Song by Jacques Brel

from the album Les Bourgeois
- Released: 1962
- Recorded: March 6, 1962
- Genre: Chanson
- Length: 2:37
- Label: Barclay
- Songwriter: Jacques Brel

= Le Plat Pays =

1962 song by Jacques Brel

"Le Plat Pays" (Translation: 'The Flat Country') is a French-language song by Belgian singer Jacques Brel about his home country. It also exists in a Dutch-language version as "Mijn vlakke land" ('My Flat Country'), also performed by him. The French lyrics are by Jacques Brel, the Dutch lyrics by Ernst van Altena.

==Concept==
Recorded on 6 March 1962, the song describes the North Sea as the final wasteland of Belgium's borders, then mentions the mist, the winds from all corners and cathedrals as "the only mountains" his country has. Brel sees the sky as "so low" that "a canal gets lost", and "so gray", that "a canal would hang itself". The low brooding sky brings his people humility. Yet, despite the grey skies and rain he still declares his country as "his".
The flat country referred to in the song is West Flanders, the region in Belgium from which his family originated. It is a region with many open fields and few trees. Because this landscape is rather typical not only of the West Flanders, but of large swathes of the Low Countries, the Dutch version of the song is popular in the Netherlands. He also refers to the Flemish seasonal workers who left their farms every winter to work in the textile mills of Northern France from November to May. (Les fils de novembre qui nous reviennent en mai)

==In popular culture==
The success encountered in Paris by his Swiss mentor friend Jean Villard' "La Venoge", about a little-known Swiss river located entirely within the canton Vaud, inspired and encouraged him to write the song.
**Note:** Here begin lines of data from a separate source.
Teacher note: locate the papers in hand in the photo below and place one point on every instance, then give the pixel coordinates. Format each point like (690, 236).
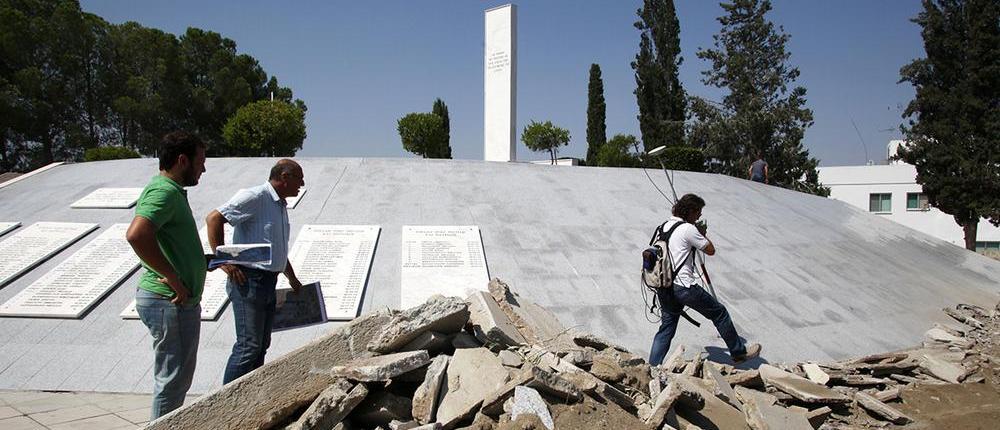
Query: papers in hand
(243, 255)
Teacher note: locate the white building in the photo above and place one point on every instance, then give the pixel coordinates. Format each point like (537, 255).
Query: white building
(891, 190)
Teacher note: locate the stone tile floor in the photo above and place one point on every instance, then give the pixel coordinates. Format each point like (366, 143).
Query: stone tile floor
(60, 410)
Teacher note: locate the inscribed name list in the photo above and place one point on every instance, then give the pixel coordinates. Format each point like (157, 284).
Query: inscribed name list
(109, 198)
(7, 226)
(339, 258)
(34, 244)
(446, 260)
(213, 297)
(77, 283)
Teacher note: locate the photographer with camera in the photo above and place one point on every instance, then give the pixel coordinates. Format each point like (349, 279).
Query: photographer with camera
(685, 239)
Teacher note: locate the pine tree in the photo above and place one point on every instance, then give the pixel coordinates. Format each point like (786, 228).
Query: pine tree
(596, 113)
(954, 127)
(658, 91)
(759, 113)
(440, 109)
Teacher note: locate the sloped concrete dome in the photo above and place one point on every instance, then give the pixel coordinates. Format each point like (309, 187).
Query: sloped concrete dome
(808, 277)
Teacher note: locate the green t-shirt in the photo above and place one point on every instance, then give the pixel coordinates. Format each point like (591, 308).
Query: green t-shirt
(164, 203)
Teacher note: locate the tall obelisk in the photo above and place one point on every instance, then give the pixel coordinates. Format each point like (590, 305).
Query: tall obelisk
(500, 84)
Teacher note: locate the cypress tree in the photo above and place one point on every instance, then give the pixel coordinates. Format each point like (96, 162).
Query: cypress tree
(596, 114)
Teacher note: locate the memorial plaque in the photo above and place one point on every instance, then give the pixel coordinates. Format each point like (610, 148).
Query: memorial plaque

Valencian singer Ovidi Montllor wrote a largely modified version, "El Meu Poble Alcoi" ("My Hometown Alcoi"), which he dedicated to the city where he was born and grown up.

The song was also referenced in the original French-language version of Asterix in Belgium, where the Belgian leader tells Asterix, Obelix and Vitalstatistix that "in his flat country oppidums are the only mountains."

The Italian singer and author Herbert Pagani wrote and interpreted a cover titled "La Lombardia".